Ganz nebenbei stimmt man in den Teilnahmebedingungen zu, Newsletterabos von Firmenangeboten zu erhalten.
Dies ist aber noch harmlos im Vergleich zu dem Vorgehen des Reisebüros, die die Gewinnerreise stiftet:

Dieses Reisebüro ruft nämlich die Teilnehmer der Reihe nach an und bietet ihnen generös prinzipiell Rabatte auf alle Reisen an, die dieses im Programm hat, auch auf schon rabattierte Angebote wie Frühbucherrabatt.
Da diese Mehrfachrabattierungen jedoch nicht statthaft sind, hat sich das nette Reisebüro einen schönen Trick ausgedacht.
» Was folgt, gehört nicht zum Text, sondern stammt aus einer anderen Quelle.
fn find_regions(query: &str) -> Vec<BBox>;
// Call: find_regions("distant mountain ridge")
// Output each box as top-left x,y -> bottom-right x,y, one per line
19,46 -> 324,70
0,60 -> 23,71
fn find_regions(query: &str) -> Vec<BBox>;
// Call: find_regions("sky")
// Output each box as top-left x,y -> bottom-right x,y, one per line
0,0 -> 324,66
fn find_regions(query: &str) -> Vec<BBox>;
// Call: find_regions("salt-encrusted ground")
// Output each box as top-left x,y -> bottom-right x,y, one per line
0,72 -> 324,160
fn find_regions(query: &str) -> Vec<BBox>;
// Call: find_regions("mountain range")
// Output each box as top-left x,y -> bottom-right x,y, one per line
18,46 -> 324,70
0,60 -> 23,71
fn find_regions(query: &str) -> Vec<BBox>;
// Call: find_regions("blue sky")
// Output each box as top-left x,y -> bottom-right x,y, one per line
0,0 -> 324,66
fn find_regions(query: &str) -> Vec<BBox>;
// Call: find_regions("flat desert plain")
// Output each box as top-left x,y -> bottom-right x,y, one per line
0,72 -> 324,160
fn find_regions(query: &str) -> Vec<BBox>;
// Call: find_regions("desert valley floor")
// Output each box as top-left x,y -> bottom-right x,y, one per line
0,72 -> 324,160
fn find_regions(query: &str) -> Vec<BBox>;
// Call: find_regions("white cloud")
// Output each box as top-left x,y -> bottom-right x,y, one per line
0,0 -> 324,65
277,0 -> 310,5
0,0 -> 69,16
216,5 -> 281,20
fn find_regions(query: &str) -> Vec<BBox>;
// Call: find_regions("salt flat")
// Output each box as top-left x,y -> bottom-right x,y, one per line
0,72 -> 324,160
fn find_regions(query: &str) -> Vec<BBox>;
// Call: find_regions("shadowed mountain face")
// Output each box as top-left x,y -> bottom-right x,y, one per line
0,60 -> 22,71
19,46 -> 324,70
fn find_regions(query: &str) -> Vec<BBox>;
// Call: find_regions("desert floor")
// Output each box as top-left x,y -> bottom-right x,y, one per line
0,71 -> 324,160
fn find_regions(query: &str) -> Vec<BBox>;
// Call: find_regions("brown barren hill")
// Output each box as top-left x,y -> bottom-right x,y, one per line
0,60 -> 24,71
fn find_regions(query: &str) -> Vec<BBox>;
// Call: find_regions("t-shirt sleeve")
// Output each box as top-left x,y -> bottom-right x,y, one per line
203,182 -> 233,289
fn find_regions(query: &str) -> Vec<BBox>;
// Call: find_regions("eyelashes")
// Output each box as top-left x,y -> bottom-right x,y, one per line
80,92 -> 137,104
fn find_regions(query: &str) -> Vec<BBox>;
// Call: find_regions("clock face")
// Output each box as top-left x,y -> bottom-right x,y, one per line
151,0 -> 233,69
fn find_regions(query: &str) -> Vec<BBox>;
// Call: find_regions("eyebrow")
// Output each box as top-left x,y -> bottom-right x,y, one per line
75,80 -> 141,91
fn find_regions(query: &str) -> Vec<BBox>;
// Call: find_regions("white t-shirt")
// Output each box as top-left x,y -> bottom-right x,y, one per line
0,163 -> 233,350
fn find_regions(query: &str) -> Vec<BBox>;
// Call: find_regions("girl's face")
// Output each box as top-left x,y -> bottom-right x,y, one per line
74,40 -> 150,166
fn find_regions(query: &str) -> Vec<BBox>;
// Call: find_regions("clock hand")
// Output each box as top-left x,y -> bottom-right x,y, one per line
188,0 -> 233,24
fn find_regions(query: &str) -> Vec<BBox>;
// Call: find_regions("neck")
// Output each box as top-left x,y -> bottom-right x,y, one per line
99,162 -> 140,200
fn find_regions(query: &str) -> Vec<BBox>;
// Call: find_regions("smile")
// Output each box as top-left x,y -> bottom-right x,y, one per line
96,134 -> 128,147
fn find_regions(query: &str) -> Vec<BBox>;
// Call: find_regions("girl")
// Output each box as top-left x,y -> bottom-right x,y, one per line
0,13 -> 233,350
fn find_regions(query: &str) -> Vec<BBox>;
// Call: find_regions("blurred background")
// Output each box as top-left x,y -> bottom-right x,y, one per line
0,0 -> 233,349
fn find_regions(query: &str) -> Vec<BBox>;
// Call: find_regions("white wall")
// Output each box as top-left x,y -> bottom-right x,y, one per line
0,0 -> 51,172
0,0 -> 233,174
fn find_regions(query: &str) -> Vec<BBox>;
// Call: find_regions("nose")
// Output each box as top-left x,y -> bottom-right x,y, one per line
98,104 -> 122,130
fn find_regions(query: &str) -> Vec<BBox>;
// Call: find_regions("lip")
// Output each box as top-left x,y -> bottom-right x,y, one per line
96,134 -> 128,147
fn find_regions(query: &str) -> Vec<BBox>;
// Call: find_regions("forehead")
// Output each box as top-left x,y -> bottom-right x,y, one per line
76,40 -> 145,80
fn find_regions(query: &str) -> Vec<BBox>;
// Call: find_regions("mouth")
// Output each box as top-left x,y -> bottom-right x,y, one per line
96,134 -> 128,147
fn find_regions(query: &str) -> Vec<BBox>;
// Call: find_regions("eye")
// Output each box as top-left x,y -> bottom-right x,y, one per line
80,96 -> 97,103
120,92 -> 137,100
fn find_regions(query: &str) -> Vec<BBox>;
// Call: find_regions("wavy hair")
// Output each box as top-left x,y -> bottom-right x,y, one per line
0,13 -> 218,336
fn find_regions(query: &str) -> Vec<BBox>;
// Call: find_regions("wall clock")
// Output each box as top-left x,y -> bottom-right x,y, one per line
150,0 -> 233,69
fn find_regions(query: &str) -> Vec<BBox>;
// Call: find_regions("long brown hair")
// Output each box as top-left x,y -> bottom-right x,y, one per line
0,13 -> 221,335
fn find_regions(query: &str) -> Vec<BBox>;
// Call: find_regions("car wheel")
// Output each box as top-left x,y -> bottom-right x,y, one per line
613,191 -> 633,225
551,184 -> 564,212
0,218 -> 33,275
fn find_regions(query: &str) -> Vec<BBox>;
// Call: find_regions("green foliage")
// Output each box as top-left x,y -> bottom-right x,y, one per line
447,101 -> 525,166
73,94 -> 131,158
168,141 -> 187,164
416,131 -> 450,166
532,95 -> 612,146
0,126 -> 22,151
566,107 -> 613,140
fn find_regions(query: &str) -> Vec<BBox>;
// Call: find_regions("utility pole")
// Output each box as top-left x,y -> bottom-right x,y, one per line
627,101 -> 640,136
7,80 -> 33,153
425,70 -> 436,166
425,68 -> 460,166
Es bietet dem zukünftigen Kunden ein Kundenkonto an, auf dem er Urlaubsgeld ansparen kann, und auf eben diesem Konto möchte man den Rabatt in Form von Gutschriften gewähren.
Nach dem Angebot, dem Kunden ausführliche Unterlagen zur Information zukommen zu lassen, gleicht der nette Berater des Reisebüros noch die Adressdaten ab, und weißt darauf hin, daß ihr Partner die Postbank sei, und möchte informationshalber das Bankinstitut des Kunden erfahren.
Was dann kommt, kann sich der Leser jetzt wohl bestimmt denken.
Jawohl, der gute Berater möchte auch die Kontonummer wissen, um gleich eine Abbuchung auf das Kundenkonto vornehmen zu können (sagt er natürlich nicht), denn zur Eröffnung eines solchen muss hier ein Startkapital eingezahlt werden.
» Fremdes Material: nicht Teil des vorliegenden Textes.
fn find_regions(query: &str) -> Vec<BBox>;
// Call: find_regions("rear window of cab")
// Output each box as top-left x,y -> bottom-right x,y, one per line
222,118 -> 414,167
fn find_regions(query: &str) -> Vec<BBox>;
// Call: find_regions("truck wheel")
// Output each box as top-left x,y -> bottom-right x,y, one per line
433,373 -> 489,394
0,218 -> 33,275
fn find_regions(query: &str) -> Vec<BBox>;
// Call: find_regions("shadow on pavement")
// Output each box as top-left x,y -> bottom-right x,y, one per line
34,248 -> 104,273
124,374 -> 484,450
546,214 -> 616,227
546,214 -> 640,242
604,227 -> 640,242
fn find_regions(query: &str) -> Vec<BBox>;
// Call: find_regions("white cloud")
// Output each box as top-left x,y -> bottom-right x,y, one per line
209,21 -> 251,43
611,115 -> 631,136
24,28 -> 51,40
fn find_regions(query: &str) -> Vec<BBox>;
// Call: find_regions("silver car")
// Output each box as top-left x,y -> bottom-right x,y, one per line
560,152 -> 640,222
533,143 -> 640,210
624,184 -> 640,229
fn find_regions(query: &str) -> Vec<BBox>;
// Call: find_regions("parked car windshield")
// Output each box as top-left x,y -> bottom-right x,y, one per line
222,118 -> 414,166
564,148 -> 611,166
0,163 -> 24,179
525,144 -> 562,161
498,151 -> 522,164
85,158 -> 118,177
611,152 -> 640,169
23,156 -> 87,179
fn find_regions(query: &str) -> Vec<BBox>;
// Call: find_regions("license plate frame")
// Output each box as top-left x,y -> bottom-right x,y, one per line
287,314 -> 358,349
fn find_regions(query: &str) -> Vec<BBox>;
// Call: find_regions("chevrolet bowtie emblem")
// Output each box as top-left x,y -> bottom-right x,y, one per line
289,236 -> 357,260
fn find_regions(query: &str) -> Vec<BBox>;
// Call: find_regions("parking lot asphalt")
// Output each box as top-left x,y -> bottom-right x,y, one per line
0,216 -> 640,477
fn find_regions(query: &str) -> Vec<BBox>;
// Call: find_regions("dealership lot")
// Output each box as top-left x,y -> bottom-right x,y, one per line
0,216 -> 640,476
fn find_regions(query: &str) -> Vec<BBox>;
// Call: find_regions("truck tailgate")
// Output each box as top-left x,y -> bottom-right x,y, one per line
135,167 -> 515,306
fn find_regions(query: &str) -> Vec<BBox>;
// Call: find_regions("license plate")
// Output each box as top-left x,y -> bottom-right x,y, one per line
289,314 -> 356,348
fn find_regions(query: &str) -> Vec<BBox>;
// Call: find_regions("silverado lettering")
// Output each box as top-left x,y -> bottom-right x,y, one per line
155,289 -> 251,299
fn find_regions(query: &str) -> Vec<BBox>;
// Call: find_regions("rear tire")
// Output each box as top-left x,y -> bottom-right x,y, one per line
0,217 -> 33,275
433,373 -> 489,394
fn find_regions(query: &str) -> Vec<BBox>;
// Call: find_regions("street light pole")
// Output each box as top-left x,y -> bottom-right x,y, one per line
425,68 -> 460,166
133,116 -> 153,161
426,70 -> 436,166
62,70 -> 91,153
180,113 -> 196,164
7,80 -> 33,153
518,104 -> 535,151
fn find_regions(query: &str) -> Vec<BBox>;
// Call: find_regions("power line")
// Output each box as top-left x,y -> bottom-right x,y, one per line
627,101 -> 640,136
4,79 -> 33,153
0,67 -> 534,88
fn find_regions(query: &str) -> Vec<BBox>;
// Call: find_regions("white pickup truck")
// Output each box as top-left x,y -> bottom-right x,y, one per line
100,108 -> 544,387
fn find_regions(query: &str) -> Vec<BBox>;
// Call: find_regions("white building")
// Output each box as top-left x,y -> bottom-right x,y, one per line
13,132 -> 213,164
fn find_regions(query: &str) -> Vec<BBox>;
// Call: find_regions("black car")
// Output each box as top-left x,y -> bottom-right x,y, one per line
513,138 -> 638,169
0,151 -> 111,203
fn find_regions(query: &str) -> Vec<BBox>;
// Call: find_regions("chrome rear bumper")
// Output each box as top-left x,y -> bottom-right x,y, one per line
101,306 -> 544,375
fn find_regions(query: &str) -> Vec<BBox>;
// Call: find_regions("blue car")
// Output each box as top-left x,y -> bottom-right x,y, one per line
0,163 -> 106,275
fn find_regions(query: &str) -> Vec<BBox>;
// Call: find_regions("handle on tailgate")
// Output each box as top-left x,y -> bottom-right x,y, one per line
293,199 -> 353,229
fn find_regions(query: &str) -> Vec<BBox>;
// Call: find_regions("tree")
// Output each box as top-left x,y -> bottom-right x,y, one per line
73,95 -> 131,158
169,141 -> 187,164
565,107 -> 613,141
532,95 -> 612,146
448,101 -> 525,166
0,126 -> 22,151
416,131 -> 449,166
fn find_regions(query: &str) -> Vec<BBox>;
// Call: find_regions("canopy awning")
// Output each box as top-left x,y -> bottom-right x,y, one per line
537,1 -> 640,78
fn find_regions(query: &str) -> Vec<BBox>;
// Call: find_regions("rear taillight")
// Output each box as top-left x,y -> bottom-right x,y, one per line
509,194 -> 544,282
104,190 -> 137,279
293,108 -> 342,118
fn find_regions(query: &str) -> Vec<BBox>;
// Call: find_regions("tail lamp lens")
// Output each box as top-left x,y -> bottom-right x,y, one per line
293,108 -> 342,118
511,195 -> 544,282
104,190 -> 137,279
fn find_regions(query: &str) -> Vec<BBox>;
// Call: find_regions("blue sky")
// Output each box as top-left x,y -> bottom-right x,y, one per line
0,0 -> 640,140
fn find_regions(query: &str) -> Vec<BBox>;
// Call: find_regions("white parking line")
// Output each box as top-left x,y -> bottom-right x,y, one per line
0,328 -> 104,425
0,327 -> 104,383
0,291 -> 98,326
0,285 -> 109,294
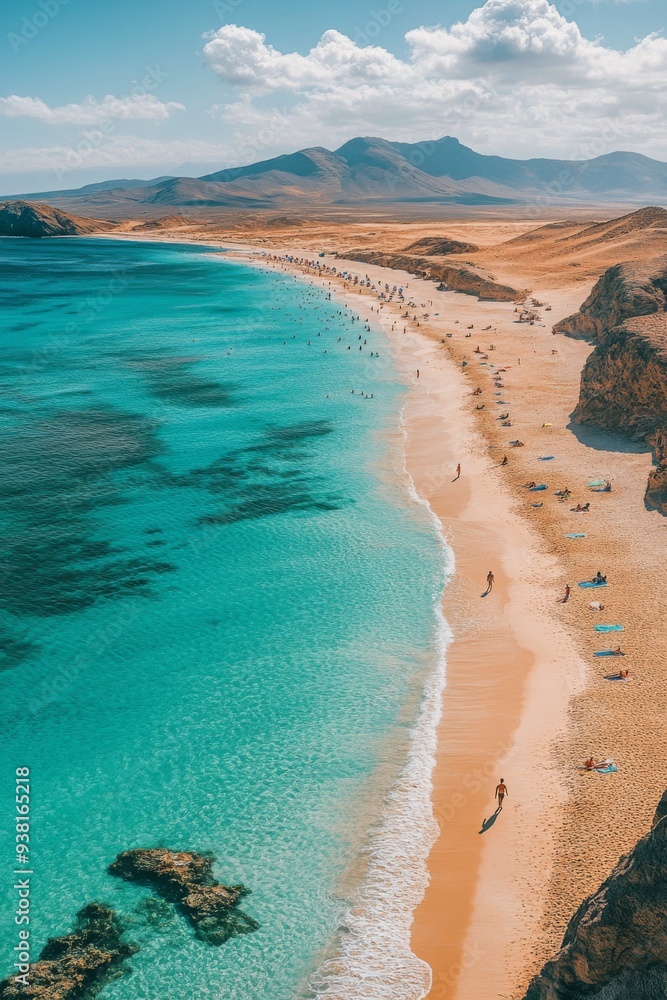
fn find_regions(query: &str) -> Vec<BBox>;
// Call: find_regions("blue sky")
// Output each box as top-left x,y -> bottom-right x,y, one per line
0,0 -> 667,194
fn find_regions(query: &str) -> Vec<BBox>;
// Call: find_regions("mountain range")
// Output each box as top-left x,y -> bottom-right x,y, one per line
5,136 -> 667,213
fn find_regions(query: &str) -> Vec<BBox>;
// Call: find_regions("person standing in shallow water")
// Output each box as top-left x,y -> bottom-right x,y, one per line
496,778 -> 509,812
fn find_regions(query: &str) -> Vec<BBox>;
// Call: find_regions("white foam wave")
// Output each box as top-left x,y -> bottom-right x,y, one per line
311,414 -> 454,1000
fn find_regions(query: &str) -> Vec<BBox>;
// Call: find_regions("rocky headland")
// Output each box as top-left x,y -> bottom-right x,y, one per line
109,848 -> 259,945
554,256 -> 667,514
0,903 -> 138,1000
524,792 -> 667,1000
344,250 -> 527,302
0,201 -> 116,237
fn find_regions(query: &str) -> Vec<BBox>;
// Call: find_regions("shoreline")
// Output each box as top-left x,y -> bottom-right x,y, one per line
90,237 -> 667,1000
241,248 -> 581,1000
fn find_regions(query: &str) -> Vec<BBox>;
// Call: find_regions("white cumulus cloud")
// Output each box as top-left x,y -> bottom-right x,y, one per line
0,94 -> 185,126
204,0 -> 667,158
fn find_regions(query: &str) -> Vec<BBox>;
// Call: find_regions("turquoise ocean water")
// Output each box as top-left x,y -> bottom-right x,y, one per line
0,239 -> 445,1000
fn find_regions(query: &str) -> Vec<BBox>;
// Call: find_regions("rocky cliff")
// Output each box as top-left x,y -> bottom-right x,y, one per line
553,257 -> 667,514
344,250 -> 526,302
524,792 -> 667,1000
0,201 -> 115,237
404,236 -> 479,257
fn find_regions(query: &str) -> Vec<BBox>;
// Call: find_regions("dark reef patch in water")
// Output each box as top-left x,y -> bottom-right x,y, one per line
0,625 -> 39,670
126,357 -> 239,408
0,407 -> 175,617
175,420 -> 346,524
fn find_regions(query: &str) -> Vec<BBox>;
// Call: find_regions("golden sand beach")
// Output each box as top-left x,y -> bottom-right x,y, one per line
102,220 -> 667,1000
244,236 -> 667,1000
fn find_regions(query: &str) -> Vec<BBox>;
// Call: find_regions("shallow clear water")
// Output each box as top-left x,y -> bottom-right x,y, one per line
0,239 -> 443,1000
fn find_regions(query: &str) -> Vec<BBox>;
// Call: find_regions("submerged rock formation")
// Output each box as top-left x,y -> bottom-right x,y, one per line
109,848 -> 259,945
0,903 -> 138,1000
524,792 -> 667,1000
341,250 -> 527,302
0,201 -> 115,237
553,256 -> 667,514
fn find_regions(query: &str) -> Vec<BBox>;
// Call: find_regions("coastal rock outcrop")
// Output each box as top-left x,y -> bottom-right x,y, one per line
109,848 -> 259,945
0,201 -> 115,237
553,257 -> 667,340
344,250 -> 527,302
403,236 -> 479,257
524,792 -> 667,1000
553,256 -> 667,514
0,903 -> 138,1000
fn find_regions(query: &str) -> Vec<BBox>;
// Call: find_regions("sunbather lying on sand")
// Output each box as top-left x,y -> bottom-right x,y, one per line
583,757 -> 613,771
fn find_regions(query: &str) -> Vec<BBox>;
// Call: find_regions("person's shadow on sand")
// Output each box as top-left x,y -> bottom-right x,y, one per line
478,806 -> 501,833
Schön klever, eine Umfrage zu benutzen, um eine Kooperative mit der Hausbank zu nutzen, um nicht nur durch die Vermittlung von Neukunden Geld zu verdienen, sondern hierdurch neben dem Zinsgewinn der Kundenkonten auch gleichzeitig einen Neukunden durch die Erstabbuchung an sich fest binden zu wollen.

Ich möchte nicht wissen, wie viele unbedarfte Umfrageteilnehmer auf dieses neue Raubrittertum hereinfallen.